Quando mi chiedono di noi
non esito a motivare la mia risposta
invocando le muse greche e i loro curatori,
fornendo esempi pertinenti
come questo:
ibamus obscuri sola sub nocte.
Le migliaia di monadi della mia storia psichica
girano ciclicamente attorno alla sua frangia,
passano ore
a contemplare il suo pareo
nell’ondeggiare lieve dei campi.
Quando non ci sono raccolti,
accendo la ventola e la gonna ci svolazza dentro.
Ci sarà senz’altro un tempo in cui
gli annali di google renderanno disponibili online
i file segreti del nostro destino.
Qualcuno dirà, perciò,
con la voce distorta dalla censura,
che mi abbandonava infinite volte
con l’esagerazione delle iperboli,
che tornava poi
con il rimorso tacito dei puntini di sospensione,
fino a quando?
che notte dopo notte mi forniva squisiti
incubi, fiori di plastica e pasticche Trident,
finché un giorno,
prese il tempo che ci restava insieme
e andò a fare due passi nella parte più buia della foresta.
***
Sono venuta perché mi pagavano,
e volevo comprarmi a rate il futuro.
Sono venuta perché mi parlavano di cogliere ciliegie
o di armi di distruzione di massa.
Ma ho incontrato solo cuculi e pettegolezzi da fiera,
mitragliatrici di plastica, conigli pasquali e bracciali di latta.

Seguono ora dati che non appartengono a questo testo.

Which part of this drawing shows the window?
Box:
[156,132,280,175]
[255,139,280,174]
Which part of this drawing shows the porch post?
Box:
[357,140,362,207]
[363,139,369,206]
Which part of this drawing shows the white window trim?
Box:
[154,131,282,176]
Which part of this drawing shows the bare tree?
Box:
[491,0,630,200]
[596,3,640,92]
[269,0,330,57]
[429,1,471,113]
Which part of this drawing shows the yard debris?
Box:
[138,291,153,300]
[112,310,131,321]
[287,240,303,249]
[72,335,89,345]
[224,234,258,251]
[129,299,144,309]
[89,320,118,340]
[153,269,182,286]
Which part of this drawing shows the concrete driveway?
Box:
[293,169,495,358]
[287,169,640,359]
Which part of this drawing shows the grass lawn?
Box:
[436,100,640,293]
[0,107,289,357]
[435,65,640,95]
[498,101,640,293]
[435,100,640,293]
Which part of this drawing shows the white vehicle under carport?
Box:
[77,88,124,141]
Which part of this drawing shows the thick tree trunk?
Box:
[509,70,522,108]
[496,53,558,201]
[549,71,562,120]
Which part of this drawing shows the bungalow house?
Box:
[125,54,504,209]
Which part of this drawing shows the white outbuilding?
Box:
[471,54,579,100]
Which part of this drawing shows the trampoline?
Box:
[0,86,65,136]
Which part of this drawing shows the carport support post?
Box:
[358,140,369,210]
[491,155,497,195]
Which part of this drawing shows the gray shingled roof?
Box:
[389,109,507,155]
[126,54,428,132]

A bordo, qualcuno parlò di giustizia
(no, non era Marx).
A bordo, parlavano anche di libertà.
Tanto più moriamo,
quanta più libertà abbiamo di ammazzare.
Ammazzavo perché eri vicino,
perché gli altri restavano nell’angolo del supermercato
a parlare, a dibattere la questione.
Con queste mani alzai la polvere
con cui ora copro i nostri corpi.
Con queste gambe risalii dieci piani
per poterti così guardare in faccia.
Qualcuno osa ancora parlare di posterità?
Io sola penso a come tornare a casa;
e che bello mi resta la speranza
mentre presento in diretta
l’autopsia della mia gloria.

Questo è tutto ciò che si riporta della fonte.